At an MAS-ICNA meeting in Chicago in June 2001, Zulfiqar Ali Shah, ICNA’s president at the time, stated: “If we are unable to stop the Jews now, their next stop is Yathrib [Saudi Arabia], where the Jews used to live until their expulsion by Prophet Muhammad.  That’s the pinnacle of their motives,” according to Islam Online, a Web-based publication connected to Sheik Yusuf Qaradawi.



During MAS-ICNA’s first joint convention in Baltimore in 2002, Shaker Elsayed, then the MAS Secretary General, said about suicide bombing: “The Islamic scholars said whenever there is an attack on an Islamic state or occupation, or the honor of the Muslims has been violated, the Jihad is a must for everyone, a child, a lady and a man. They have to make Jihad with every tool that they can get in their hand.”  Elsayed’s statement echoes a fatwa published by The American Muslim online edition in March 2002.  In the fatwa, Fawsal Mawlawi, a close associate of Qaradawi, explained that “in martyr operations, the Muslim sacrifices his own life for the sake of performing a religious duty, which is Jihad against the enemy.”

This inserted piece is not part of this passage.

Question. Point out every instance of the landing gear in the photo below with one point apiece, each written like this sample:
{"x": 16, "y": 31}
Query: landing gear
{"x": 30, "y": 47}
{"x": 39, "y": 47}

MAS and ICNA have also drawn closer to the North American branch of a radical anti-Semitic and anti-American Pakistani organization, Tanzeem-e-Islami, which operates in the U.S. under the name Islamic Organization of North America (IONA). MAS and ICNA leaders have attended IONA events and IONA endorsed an MAS event in California in February 2007. At IONA’s official launching event in June 2004, Dr. Souheil Ghannouchi, MAS executive director and former president, said “I don’t think there is any difference” between IONA and MAS ideology.



The Islamic Organization of North America has also distributed anti-Semitic literature, including a book that blames the Jews for spreading usury in order to advance various conspiracies against humanity.  The book, The Prohibition of Riba, reads: “Allah revealed the wickedness of those Jews who changed the Torah to modify the prohibition against usury.”



Promoting Anti-Semitic Literature



MAS publishes The American Muslims, a magazine that has featured anti-Semitic articles.  For example, the cover story in the January 2004 issue featured an article arguing that “the bible is a distorted document” and that “Zionism began with the Old Testament…Unknown authors willingly distorted the word of God to suit their own self-interest…The Middle East conflict today still harkens back to Jews’ erroneous claim that God…gave the ‘Promised Land’ exclusively to Jews…,” the article stated.



The May 2003 issue featured a fictional story depicting Israeli soldiers killing Palestinian civilians, describing the soldiers laughing, their hands covered with blood, as they eat their victims’ bread - evoking the anti-Semitic canard of a blood-libel.